Cronos a pris une mesure exceptionnelle après une attaque majeure contre la plateforme de prêt Tectonic. Les validateurs ont temporairement arrêté le réseau et annulé plus de 10 000 blocs. L’opération a permis d’empêcher que l’essentiel des fonds dérobés ne disparaisse définitivement.

L’intervention aurait permis de protéger 69 millions de dollars, mais elle suscite aussi le débat. Car si des milliers de transactions déjà confirmées peuvent être effacées a posteriori, jusqu’où une blockchain est-elle réellement immuable ?

Un attaquant exploite le cours du TONIC

L’attaque a eu lieu le 30 août et visait TONIC, le jeton natif de Tectonic. Les utilisateurs pouvaient l’utiliser comme garantie pour emprunter d’autres actifs numériques.

L’attaquant aurait acheté pour environ 600 000 dollars de TONIC sur des marchés peu liquides. Il a ainsi pu faire monter le cours relativement facilement. En une vingtaine de minutes, TONIC aurait vu sa valeur multipliée par cent.

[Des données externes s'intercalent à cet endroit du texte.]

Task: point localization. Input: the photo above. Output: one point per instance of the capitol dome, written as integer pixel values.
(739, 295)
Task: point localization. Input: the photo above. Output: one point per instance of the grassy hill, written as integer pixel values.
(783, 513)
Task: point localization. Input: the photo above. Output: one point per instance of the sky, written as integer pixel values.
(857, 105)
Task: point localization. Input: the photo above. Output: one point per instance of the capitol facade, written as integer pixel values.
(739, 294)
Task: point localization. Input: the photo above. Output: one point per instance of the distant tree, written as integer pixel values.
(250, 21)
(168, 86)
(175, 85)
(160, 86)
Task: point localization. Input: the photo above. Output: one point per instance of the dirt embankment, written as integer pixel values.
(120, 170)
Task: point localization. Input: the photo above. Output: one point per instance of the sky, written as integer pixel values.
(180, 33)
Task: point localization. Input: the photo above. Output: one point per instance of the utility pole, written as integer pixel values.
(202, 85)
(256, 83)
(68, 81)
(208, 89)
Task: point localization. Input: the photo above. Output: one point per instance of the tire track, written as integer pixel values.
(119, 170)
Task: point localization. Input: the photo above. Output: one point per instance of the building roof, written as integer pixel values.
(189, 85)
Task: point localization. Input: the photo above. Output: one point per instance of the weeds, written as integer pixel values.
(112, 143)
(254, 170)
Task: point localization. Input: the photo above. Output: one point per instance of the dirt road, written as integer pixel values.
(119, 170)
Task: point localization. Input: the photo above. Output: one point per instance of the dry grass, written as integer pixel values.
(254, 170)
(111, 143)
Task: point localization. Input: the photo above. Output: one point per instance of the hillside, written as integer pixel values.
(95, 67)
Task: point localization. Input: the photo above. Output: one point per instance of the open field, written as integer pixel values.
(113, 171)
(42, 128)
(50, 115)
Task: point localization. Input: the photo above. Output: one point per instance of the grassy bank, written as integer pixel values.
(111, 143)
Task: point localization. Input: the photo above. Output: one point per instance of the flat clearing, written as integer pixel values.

Il a ensuite déposé 364 600 milliards de TONIC en garantie sur Tectonic. Sur la base de ce prix artificiellement élevé, cette position valait sur le papier environ 375 millions de dollars. Cela lui a permis d’emprunter puis de retirer environ 75 millions de dollars dans d’autres actifs numériques.

En réalité, ces jetons TONIC étaient loin de valoir 375 millions de dollars. Si l’attaquant avait tenté de les vendre massivement, le cours se serait probablement rapidement effondré faute d’acheteurs.

Selon Marcin Kazmierczak, cofondateur de RedStone, c’est là que se situait la principale faille. Le système prenait bien en compte le cours instantané du TONIC, mais pas suffisamment la quantité de jetons qui pouvait réellement être vendue à ce prix.

Cronos parvient à sauver environ 69 millions de dollars

Après l’attaque, les validateurs de Cronos ont réagi de manière radicale. Ils ont d’abord interrompu le réseau, avant de ramener la blockchain à un état antérieur à l’attaque. Plus de 10 000 blocs ont ainsi disparu de l’historique officiel.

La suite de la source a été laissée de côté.